Identification of tissue histiocytes on paraffin sections by a new monoclonal antibody.

作者信息

Flavell D J, Jones D B, Wright D H

机构信息

University Department of Pathology, Southampton General Hospital, United Kingdom.

出版信息

J Histochem Cytochem. 1987 Nov;35(11):1217-26. doi: 10.1177/35.11.3309045.

DOI:10.1177/35.11.3309045
PMID:3309045
Abstract

A mouse monoclonal antibody (MAC 387) with specificity for monocytes and tissue histiocytes was produced by immunization of a BALB/c mouse with peripheral blood monocyte components derived by affinity chromatography of detergent-solubilized monocyte material on Sepharose 4B coupled to rabbit anti-monocyte antibodies. MAC 387 strongly stained the cytoplasm of cells of the monocyte/macrophage series on paraffin sections after controlled trypsinization of sections.

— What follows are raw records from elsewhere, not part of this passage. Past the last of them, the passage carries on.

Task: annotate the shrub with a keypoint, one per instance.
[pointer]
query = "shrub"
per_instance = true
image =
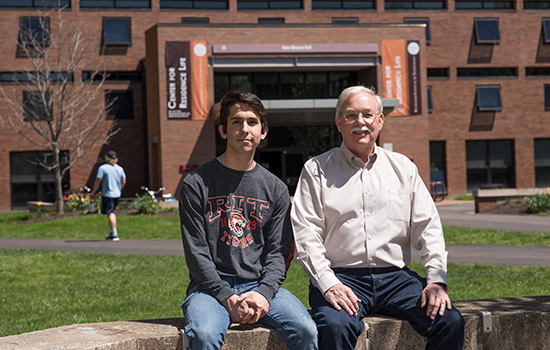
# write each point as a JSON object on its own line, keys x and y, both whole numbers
{"x": 538, "y": 202}
{"x": 145, "y": 204}
{"x": 82, "y": 202}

The antibody showed broad reactivity for a variety of tissue histiocytes, including infiltrating and reactive histiocytes, alveolar macrophages, Kupffer cells, follicle-center macrophages, splenic red pulp macrophages, tumor-infiltrating macrophages, sinus histiocytes, epithelioid giant cells (variably), and cases of histiocytosis X and dermatopathic lymphadenopathy. Molecular weight data obtained by Western blotting, immunoprecipitation, and immunoaffinity-purification revealed that the antigen was present in different forms in the monocyte and granulocyte. In the granulocyte, free alpha (Mr 12 KD) and beta (Mr 14 KD) chains expressing the MAC 387 epitope were found together with associations of one alpha and one beta chain linked by disulfide bonds to yield a heterodimer of Mr 26 KD. In the monocyte, free alpha and beta chains are not found, but instead the heterodimer and associations of two (Mr 56 KD) and four (Mr 112 KD) heterodimers are disulfide-linked together. This new monoclonal reagent should have particular value for identification of tissue histiocytes in routine paraffin sections and particularly for demonstration of histiocytes in malignant lymphomas.

摘要

通过用经去污剂溶解的单核细胞材料在偶联有兔抗单核细胞抗体的琼脂糖4B上进行亲和层析得到的外周血单核细胞成分免疫BALB/c小鼠,制备了一种对单核细胞和组织组织细胞具有特异性的小鼠单克隆抗体(MAC 387)。在对切片进行可控胰蛋白酶消化后,MAC 387在石蜡切片上强烈染色单核细胞/巨噬细胞系列细胞的细胞质。该抗体对多种组织组织细胞具有广泛的反应性,包括浸润性和反应性组织细胞、肺泡巨噬细胞、库普弗细胞、滤泡中心巨噬细胞、脾红髓巨噬细胞、肿瘤浸润巨噬细胞、窦组织细胞、上皮样巨细胞(程度不一)以及组织细胞增生症X和皮肤性淋巴结病的病例。通过蛋白质印迹法、免疫沉淀法和免疫亲和纯化获得的分子量数据表明,该抗原在单核细胞和粒细胞中以不同形式存在。在粒细胞中,发现表达MAC 387表位的游离α链(分子量12 KD)和β链(分子量14 KD)以及一条α链和一条β链通过二硫键连接形成的分子量为26 KD的异二聚体。在单核细胞中,未发现游离的α链和β链,而是异二聚体以及两个(分子量56 KD)和四个(分子量112 KD)异二聚体通过二硫键连接在一起。这种新的单克隆试剂对于在常规石蜡切片中鉴定组织组织细胞,特别是在恶性淋巴瘤中显示组织细胞具有特殊价值。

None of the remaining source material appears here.